Authors: Ji, Xiang; Redelings, Benjamin; Su, Shuo; Bao, Hongcun; Deng, Wu-Min; Hong, Samuel L.; Baele, Guy; +2 Authors

Detecting Evolutionary Change-Points with Branch-Specific Substitution Models and Shrinkage Priors

Abstract

Abstract Branch-specific substitution models are popular for detecting evolutionary change-points, such as shifts in selective pressure. However, applying such models typically requires prior knowledge of change-point locations on the phylogeny or faces scalability issues with large data sets. To address both limitations, we integrate branch-specific substitution models with shrinkage priors to automatically identify change-points without prior knowledge, while simultaneously estimating distinct substitution parameters for each branch. To enable tractable inference under this high-dimensional model, we develop an analytical gradient algorithm for the branch-specific substitution parameters where the computational time is linear in the number of parameters.
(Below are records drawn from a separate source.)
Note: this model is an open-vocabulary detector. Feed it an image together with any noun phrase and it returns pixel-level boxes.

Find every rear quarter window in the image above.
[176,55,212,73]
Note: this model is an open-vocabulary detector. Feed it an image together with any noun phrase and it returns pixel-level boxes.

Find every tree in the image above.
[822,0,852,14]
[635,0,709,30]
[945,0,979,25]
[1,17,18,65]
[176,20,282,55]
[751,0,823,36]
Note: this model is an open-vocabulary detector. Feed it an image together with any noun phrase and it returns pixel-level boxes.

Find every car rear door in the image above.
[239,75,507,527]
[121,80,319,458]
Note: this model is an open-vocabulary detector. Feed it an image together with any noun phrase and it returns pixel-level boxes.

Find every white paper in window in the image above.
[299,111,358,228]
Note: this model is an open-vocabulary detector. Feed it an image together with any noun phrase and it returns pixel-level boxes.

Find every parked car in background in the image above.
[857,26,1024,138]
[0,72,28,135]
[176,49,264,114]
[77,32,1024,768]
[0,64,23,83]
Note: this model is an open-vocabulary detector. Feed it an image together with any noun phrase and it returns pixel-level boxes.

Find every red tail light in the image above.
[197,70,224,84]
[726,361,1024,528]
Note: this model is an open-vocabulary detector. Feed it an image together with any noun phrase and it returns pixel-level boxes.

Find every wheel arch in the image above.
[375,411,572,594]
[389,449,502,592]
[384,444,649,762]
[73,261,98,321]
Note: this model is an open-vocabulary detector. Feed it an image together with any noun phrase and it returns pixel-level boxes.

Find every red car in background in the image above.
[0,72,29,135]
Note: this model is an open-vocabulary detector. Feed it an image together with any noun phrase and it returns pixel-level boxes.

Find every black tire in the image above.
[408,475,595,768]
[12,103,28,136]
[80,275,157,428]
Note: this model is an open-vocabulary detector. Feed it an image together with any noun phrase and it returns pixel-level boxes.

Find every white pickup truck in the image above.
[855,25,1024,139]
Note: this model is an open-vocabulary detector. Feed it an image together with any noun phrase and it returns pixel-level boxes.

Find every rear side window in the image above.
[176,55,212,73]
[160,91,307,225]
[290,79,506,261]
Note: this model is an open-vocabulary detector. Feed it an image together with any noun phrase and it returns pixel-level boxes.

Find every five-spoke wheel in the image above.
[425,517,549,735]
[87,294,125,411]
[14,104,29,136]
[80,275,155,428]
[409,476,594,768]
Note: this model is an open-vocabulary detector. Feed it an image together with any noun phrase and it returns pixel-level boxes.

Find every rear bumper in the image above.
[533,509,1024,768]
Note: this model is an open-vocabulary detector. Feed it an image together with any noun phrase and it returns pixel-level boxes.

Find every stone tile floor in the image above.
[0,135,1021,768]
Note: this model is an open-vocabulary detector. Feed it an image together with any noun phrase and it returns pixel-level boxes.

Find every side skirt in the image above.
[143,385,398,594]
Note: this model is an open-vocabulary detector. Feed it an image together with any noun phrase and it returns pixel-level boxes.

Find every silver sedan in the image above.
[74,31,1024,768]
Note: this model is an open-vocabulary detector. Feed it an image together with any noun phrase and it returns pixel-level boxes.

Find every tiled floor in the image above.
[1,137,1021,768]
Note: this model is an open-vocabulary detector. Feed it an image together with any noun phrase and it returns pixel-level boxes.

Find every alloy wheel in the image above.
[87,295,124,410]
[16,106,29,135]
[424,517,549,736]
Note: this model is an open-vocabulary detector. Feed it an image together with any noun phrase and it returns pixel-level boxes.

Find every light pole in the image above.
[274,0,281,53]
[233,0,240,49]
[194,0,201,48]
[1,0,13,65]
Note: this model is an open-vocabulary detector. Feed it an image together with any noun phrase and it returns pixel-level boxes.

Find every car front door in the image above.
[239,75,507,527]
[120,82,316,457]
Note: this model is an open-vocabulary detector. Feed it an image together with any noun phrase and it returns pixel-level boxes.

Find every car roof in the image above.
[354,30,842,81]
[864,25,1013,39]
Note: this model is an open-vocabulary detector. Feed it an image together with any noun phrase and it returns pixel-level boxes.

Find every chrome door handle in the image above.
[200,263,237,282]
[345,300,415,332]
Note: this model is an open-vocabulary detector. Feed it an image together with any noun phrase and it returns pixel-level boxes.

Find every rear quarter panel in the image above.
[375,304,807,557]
We apply this gradient algorithm to infer selection pressure dynamics in the evolution of the BRCA1 gene in primates and mutational dynamics in viral sequences from the recent mpox epidemic. Our novel algorithm enhances inference efficiency, achieving up to a 90-fold speedup per iteration in maximum likelihood optimization when compared to central difference numerical gradient method and up to a 360-fold improvement in computational performance within a Bayesian framework using Hamiltonian Monte Carlo sampler compared to conventional univariate random walk sampler.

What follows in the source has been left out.